Sun, 18 Feb 2001 13:05:12 +0100
> Frank Mittelbach a écrit :
> > is there _anybody else_ who can come up with another reason why one wants to
> > restrict a list of possible encodings (of the same font, or say set of
> > glyphs!) other than some of the actual fonts are not suitable for the target
> > device, eg pdf output?
> well, no. I don't even agree that it's a good reason: make a virtual
> font with the glyphs you want in the required encoding. If the encoding
> was meant for your language, then you can probably enhance the
seriously Thierry, how many people can make a virtual font compared to the
number who can select an option on some package that will result in only Type
1 fonts being used?
so in my opinion as long as you have font families in non Type1 (and that you
perhaps have forever) it might be worth offering a simple way to be able to
request not using them for certain documents.
> something harder: most of fonts declared as T<something> are not fully
> compliant. most T1 tfms miss Ng, most TS1 miss \textmaried, etc. what
> can be done at latex level about that? declare numerous encodings (T1
> from 8a, TS1 from 8a/8a+8x...) and find that most of the time asking for
> french+times will return that Times is not T1?
this comes back to my claim that T1 has a number of pitfalls and the fact that
nearly no font other than European CM itself actually has all the slots filled
specified by T1 is one of them.
Yes i'm seriously thinking that splitting TS1 into say, TSA (adobe default) TSE
(with expert set) and so on would be helpful to actually make sure that if you
have a font that claims to be in some encoding it really has the glyphs of
Similar T1 should then be expanded to have companion encodings which are used
for fonts that do not have Ng etc.
The number of encodings wouldn't grow that much, but then you could really be
sure that you get what you ask for and not just some square boxes in the
output and some error messages from dvips.

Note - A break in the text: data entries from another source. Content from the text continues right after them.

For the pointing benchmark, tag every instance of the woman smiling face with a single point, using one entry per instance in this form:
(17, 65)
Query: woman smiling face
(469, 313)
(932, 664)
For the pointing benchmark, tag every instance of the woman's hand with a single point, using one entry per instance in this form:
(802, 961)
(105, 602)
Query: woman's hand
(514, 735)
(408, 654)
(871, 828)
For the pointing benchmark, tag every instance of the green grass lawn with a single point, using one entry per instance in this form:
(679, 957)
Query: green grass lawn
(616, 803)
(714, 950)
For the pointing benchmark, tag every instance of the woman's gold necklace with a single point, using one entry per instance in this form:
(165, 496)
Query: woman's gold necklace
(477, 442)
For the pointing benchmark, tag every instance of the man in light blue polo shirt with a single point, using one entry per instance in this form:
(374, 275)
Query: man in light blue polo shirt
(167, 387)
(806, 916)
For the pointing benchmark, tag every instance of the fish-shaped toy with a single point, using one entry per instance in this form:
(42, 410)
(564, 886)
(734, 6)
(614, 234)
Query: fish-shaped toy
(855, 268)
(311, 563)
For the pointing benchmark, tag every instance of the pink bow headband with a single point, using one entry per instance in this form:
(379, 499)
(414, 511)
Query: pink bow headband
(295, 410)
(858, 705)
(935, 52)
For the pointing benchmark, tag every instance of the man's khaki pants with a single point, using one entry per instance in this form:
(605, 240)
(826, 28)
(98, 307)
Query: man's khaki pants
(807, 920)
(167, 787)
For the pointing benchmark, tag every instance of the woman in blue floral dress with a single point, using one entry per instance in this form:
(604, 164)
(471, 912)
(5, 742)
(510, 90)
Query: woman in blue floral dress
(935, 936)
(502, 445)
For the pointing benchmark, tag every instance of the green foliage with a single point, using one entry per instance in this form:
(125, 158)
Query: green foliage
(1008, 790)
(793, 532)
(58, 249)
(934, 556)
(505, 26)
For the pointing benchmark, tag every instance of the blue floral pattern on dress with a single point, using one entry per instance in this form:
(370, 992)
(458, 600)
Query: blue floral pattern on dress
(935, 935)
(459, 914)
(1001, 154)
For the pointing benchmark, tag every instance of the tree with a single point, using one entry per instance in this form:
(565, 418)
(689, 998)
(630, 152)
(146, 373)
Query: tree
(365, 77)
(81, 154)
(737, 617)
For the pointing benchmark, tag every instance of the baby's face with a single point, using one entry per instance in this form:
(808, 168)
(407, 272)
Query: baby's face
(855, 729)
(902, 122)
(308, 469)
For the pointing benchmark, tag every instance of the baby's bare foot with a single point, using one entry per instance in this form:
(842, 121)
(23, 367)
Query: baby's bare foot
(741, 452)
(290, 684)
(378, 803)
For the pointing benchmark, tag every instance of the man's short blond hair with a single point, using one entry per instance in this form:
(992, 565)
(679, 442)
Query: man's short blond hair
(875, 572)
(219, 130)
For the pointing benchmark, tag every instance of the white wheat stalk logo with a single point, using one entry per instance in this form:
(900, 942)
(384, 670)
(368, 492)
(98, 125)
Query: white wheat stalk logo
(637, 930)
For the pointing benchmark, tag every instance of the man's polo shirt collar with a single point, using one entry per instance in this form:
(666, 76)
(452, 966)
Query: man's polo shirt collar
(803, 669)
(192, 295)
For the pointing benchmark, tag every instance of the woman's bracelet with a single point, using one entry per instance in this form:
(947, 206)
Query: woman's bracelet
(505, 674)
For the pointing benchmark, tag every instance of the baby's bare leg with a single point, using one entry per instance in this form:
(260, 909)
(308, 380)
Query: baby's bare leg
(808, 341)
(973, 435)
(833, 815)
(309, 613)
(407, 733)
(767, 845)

Of course to make this usable one would need to implement an extension like
the one I outlined a few days ago which supports specifying a list of
acceptable encodings rather than being forced to have only a single encoding.

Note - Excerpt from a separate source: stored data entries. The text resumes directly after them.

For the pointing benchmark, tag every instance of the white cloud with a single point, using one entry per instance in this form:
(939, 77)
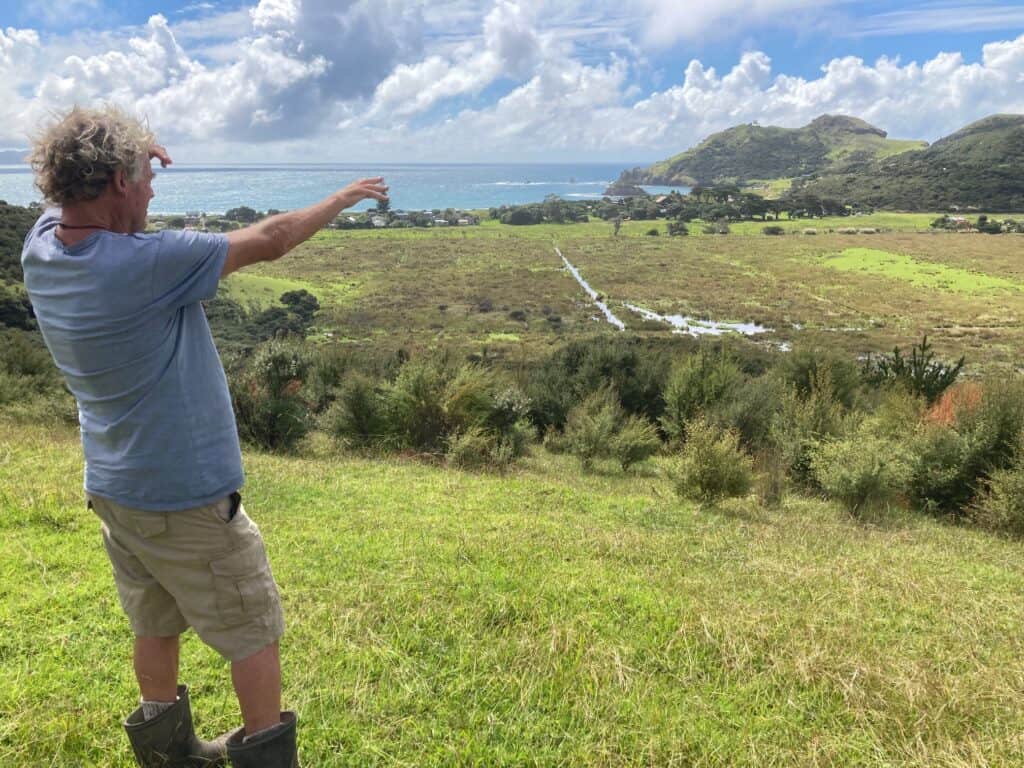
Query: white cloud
(944, 17)
(151, 64)
(544, 79)
(509, 46)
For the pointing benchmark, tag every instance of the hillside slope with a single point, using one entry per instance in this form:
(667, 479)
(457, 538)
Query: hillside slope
(980, 166)
(545, 617)
(755, 152)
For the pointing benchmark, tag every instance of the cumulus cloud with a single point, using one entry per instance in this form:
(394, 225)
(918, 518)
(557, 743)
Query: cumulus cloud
(150, 64)
(487, 79)
(510, 46)
(301, 61)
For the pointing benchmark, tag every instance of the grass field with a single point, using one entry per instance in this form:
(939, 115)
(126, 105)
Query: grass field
(502, 291)
(544, 617)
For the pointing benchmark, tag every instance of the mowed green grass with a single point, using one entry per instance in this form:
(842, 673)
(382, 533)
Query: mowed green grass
(921, 273)
(491, 290)
(545, 617)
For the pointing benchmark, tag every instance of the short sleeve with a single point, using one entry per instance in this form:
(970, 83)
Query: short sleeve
(187, 267)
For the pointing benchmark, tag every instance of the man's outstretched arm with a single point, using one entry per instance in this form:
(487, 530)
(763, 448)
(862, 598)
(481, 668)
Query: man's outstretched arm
(273, 237)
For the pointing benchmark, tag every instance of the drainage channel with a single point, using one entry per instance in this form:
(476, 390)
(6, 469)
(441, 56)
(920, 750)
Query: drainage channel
(592, 293)
(694, 327)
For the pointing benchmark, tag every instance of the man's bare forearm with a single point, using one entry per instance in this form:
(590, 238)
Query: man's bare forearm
(287, 230)
(273, 237)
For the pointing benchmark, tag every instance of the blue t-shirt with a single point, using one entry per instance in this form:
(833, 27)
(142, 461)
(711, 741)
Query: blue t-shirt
(121, 316)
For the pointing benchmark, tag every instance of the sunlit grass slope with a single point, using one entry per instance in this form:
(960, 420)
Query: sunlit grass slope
(544, 617)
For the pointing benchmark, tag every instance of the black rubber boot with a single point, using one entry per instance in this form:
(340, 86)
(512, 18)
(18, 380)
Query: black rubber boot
(168, 740)
(273, 749)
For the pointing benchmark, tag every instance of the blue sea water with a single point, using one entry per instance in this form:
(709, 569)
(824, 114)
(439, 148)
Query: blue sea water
(214, 188)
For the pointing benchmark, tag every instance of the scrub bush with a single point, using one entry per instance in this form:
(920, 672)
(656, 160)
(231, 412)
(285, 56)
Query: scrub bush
(357, 416)
(804, 420)
(599, 428)
(712, 465)
(1000, 505)
(695, 385)
(951, 464)
(269, 408)
(861, 471)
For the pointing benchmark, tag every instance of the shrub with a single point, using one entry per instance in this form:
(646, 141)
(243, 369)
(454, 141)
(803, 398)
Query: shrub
(695, 384)
(471, 449)
(580, 368)
(27, 364)
(803, 421)
(956, 402)
(268, 404)
(636, 440)
(1000, 505)
(479, 397)
(804, 366)
(861, 471)
(357, 416)
(415, 406)
(921, 373)
(712, 466)
(951, 463)
(591, 426)
(751, 409)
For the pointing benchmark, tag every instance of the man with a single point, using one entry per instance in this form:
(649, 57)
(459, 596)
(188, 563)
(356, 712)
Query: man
(120, 312)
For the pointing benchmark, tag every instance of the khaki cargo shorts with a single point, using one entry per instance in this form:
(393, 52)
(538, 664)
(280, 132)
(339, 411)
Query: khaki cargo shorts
(204, 567)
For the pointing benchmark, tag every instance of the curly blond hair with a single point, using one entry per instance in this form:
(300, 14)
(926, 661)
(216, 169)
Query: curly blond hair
(75, 157)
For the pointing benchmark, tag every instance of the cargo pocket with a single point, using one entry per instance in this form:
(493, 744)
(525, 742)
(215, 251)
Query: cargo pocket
(243, 585)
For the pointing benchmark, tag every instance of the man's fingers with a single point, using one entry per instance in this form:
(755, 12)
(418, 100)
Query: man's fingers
(160, 154)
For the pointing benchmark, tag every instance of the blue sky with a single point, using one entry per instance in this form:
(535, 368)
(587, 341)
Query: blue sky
(510, 80)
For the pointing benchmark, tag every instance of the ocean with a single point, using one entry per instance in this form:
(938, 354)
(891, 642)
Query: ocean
(215, 188)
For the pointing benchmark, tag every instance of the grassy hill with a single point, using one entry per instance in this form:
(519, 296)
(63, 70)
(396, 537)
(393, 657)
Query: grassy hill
(754, 152)
(544, 617)
(979, 167)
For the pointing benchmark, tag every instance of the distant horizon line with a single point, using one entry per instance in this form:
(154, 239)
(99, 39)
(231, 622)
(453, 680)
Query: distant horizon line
(391, 164)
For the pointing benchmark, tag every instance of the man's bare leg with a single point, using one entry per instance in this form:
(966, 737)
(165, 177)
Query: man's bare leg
(257, 683)
(157, 667)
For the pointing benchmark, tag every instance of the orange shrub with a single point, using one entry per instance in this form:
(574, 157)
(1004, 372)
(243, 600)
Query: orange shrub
(958, 399)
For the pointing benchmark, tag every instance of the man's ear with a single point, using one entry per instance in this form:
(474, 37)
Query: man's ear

> > > What happens if for some reason
> > > I like cyrillic times and latin palatino?
> > first of all that needs to be specifiable and that is an interesting problem
> > in itself (though solvable in a decent way).
> It seems obvious to me that what you nedd here is a family whose T1 set
> points to palatino, and T2 to times. Latex requires standard markup to
> have portable & relatively independant content structure from font sets,
> etc. Customization should take place in the FD/VF rather than through
> packages. Or am I silly?
i wouldn't dare to comment on that, would I? :-)
but i don't think that one should resolve such a request on FD/VF level. it is
not that you ask for palatino fonts and by some magic they look like glyphs
from Times the moment they are cyrillic glyphs (at least I don't think you
should think of it this way).
I understand it more that the request is to typeset cyrillic text with a Times
font family while typesetting latin text in the same document with palatino.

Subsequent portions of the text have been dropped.